This site provides something different: many sites and books provide a brief summary of the reading – so that people read out or have in their pew sheet an outline of what they are about to hear. They are told beforehand what to expect. Does this not limit what they hear the Spirit address them? This site provides something different – often one cannot appreciate what is being read because there is no context provided. This site provides the context, the frame of the reading about to be heard. It could be used as an introduction, printed on a pew sheet (acknowledged, of course), or adapted in other ways.
This story clearly combines a naturalistic version with a driving east wind, and a miraculous version – with walls of water on either side. Mesopotamian kings boasted that their enemies, seeing their divine face, would be terrified. This image may lie behind the LORD looking down upon the Egyptian army.

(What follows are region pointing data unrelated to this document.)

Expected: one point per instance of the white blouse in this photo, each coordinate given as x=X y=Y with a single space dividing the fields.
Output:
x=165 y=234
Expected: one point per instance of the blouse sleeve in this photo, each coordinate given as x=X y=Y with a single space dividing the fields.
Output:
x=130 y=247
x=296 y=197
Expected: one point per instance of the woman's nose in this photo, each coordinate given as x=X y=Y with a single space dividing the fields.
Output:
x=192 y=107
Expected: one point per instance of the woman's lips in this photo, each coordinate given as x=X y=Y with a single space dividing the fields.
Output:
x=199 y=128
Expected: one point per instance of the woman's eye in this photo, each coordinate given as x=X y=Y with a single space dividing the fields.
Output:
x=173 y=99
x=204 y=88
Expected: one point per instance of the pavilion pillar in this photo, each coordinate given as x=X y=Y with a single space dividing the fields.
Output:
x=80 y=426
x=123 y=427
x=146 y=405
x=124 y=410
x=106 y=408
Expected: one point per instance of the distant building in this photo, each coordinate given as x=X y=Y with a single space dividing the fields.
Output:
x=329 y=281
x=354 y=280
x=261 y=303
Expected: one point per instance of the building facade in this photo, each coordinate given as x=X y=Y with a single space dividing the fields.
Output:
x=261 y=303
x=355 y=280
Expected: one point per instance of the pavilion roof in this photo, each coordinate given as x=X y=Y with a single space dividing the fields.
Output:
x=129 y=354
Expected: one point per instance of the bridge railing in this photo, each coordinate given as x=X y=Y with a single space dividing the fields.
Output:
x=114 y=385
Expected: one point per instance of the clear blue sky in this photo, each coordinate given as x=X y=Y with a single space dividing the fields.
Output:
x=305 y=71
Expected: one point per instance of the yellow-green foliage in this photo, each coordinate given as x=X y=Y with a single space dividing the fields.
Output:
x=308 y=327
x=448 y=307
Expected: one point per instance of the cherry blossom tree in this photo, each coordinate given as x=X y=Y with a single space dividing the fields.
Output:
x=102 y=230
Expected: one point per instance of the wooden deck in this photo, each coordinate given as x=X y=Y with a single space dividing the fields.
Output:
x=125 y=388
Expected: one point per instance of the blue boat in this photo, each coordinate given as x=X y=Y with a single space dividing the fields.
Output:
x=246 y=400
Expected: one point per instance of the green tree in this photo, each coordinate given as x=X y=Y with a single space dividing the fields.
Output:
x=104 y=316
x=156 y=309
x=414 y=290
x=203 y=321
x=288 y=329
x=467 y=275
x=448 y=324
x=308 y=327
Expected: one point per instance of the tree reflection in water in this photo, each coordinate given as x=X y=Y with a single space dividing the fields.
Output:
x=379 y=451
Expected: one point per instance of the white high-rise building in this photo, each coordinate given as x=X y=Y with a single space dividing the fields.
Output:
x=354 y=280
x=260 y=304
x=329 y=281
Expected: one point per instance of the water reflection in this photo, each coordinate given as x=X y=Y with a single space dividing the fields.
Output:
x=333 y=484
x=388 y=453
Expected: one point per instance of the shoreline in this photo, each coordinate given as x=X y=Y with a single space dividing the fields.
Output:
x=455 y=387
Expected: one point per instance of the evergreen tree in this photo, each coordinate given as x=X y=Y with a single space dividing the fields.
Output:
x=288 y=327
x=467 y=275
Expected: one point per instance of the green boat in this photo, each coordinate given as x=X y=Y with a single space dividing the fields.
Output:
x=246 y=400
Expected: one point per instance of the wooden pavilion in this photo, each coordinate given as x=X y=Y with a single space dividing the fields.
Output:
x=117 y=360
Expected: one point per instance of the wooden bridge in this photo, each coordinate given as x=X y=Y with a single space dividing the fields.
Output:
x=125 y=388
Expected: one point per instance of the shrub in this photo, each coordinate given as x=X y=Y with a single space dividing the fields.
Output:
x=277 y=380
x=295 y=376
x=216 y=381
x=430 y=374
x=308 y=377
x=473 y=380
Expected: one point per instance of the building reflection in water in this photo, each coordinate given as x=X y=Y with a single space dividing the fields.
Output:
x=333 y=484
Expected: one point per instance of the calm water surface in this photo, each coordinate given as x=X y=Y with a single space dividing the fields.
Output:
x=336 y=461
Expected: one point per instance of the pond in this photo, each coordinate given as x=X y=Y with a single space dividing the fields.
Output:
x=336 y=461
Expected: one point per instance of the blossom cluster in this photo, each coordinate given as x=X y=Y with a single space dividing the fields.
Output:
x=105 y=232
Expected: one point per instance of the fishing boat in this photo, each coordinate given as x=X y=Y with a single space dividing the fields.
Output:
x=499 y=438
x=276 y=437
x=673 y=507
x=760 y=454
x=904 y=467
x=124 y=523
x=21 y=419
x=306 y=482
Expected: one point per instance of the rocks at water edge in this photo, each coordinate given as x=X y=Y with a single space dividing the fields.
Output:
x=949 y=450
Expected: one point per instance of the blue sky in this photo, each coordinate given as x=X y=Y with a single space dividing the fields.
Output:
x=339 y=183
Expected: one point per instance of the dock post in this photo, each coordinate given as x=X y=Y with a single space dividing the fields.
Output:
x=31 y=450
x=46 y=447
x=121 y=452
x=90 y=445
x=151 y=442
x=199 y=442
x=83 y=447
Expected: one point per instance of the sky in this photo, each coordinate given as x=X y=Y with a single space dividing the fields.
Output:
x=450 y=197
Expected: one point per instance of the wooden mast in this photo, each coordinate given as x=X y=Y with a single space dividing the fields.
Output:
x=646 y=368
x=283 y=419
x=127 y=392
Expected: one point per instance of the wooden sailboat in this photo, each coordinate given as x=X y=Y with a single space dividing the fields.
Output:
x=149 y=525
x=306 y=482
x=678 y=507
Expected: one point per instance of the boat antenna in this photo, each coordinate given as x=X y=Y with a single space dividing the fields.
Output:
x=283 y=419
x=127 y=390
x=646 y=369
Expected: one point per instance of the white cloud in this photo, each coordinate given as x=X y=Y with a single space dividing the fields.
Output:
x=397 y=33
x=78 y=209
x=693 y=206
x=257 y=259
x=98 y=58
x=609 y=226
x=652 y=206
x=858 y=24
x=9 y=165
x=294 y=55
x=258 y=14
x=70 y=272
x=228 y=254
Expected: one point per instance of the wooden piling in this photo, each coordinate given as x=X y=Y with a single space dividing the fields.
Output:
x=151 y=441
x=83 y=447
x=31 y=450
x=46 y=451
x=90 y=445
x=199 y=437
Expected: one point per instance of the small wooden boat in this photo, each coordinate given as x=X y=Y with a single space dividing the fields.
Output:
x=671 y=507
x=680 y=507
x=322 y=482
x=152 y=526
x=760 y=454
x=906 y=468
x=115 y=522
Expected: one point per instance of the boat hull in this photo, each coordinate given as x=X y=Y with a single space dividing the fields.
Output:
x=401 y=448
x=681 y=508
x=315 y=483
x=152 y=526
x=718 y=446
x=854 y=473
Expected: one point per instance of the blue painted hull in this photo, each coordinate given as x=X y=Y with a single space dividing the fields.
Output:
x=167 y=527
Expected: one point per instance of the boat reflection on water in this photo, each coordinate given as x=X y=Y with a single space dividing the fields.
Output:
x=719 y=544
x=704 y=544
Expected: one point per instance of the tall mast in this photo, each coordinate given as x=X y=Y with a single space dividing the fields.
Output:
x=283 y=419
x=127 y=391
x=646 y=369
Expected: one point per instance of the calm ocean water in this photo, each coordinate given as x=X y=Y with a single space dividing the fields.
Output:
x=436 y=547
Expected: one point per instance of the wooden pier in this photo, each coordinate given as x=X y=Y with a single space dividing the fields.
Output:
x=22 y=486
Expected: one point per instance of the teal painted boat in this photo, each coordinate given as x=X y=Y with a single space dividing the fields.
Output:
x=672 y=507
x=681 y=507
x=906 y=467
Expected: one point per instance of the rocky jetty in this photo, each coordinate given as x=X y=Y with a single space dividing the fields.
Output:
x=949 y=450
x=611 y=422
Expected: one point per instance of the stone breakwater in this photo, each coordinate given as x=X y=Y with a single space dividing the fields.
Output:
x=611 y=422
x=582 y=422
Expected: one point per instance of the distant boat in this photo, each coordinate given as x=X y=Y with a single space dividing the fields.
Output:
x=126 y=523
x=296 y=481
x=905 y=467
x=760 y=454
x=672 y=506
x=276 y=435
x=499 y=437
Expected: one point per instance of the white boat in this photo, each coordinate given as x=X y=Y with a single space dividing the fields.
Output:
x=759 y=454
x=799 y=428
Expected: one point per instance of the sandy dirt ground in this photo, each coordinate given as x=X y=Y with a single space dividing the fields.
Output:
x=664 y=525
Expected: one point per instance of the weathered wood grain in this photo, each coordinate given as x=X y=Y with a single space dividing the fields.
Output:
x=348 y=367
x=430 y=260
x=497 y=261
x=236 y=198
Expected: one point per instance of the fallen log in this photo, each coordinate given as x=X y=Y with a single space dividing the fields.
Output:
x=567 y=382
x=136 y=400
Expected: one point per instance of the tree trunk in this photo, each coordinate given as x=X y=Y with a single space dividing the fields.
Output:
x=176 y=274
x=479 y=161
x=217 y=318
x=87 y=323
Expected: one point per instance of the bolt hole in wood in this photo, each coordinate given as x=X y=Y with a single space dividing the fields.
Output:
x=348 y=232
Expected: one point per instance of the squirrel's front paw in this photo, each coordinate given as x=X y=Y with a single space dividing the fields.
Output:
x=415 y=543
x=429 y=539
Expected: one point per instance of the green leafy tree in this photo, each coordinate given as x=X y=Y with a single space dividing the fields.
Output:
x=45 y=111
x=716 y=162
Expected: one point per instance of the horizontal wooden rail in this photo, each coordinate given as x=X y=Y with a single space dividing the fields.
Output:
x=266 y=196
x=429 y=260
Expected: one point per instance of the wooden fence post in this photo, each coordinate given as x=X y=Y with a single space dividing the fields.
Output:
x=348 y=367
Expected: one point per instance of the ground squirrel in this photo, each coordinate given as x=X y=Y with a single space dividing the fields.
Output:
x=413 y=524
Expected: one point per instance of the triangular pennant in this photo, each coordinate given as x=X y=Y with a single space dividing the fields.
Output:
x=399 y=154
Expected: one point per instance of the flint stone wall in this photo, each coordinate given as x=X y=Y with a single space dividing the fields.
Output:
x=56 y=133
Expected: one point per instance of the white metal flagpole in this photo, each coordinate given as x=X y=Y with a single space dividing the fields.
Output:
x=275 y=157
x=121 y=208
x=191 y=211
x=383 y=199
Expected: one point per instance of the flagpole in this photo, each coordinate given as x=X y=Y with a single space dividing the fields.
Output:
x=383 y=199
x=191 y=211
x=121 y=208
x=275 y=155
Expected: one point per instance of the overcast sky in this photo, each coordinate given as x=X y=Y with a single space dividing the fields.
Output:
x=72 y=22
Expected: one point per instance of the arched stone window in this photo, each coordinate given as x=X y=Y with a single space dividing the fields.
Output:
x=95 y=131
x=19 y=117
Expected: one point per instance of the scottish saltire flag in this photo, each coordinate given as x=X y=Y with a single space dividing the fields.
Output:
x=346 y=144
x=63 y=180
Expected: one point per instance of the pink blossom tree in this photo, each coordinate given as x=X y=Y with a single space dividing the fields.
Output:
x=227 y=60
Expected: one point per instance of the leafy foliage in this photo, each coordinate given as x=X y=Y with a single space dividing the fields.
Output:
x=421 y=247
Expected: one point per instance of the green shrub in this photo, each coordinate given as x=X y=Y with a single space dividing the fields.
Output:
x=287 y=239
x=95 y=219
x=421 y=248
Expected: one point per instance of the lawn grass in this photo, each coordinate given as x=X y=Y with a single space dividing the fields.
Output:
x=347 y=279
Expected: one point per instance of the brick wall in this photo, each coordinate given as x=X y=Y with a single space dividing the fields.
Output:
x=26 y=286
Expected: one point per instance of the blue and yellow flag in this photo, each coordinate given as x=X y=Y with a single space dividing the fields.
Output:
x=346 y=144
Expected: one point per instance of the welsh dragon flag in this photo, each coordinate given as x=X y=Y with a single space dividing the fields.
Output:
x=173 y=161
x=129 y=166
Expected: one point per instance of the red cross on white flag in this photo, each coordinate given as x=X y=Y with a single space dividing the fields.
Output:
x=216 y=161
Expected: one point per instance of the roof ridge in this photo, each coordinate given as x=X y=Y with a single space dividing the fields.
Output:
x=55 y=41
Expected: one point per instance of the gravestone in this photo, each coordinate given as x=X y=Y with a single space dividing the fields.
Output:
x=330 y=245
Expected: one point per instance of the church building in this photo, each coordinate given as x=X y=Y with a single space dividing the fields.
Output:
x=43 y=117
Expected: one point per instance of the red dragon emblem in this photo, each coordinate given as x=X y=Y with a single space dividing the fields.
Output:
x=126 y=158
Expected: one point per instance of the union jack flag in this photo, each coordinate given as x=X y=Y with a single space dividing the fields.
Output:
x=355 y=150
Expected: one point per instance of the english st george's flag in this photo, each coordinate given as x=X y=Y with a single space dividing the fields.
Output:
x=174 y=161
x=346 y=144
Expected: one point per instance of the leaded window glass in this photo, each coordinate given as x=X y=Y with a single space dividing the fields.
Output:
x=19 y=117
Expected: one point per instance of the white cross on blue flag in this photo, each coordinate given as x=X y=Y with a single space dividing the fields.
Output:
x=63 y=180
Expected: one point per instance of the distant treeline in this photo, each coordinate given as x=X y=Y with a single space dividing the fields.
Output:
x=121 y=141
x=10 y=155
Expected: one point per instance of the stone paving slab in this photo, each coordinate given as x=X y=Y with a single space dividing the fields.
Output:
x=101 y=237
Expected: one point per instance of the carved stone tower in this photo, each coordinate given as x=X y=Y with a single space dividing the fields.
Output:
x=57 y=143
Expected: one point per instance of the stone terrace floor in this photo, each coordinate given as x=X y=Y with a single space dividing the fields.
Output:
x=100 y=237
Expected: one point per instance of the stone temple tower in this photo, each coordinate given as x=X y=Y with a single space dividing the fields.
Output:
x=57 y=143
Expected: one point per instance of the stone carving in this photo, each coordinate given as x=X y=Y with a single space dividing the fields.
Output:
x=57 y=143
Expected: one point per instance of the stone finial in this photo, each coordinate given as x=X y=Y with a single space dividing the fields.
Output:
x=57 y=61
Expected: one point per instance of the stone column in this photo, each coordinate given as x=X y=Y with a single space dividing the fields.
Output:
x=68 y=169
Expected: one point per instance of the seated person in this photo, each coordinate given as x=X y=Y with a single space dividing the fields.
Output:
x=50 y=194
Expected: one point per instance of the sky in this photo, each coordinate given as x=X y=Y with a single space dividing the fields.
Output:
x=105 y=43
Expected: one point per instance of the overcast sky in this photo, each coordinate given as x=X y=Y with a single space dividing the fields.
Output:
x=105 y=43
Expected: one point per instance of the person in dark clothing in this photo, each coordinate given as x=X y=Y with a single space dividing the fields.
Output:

There is a confusing conflation of traditions in the framing story of the death of Joseph’s father, Israel. Joseph is clearly of high status in Egypt and his father is treated accordingly in death.
Romans 14-15 are two chapters focusing on tolerance and pleasing others not ourselves. It has been suggested that there is a hymn or poem underlying today’s reading’s structure.
Last week’s text, which forms the frame for this week’s, focused on sin and its relationship to the community. Today continues this thread of how we relate to each other as sinful. Sin in this non-economic culture is understood as debt. The parable begins with a ludicrous debt: a talent was 6,000 denarii – with a denarius being a labourer’s day wage. 10,000 talents, is hence 164,000 years of work for a labourer – 7 days a week (192,000 years if you stop work for the Sabbath).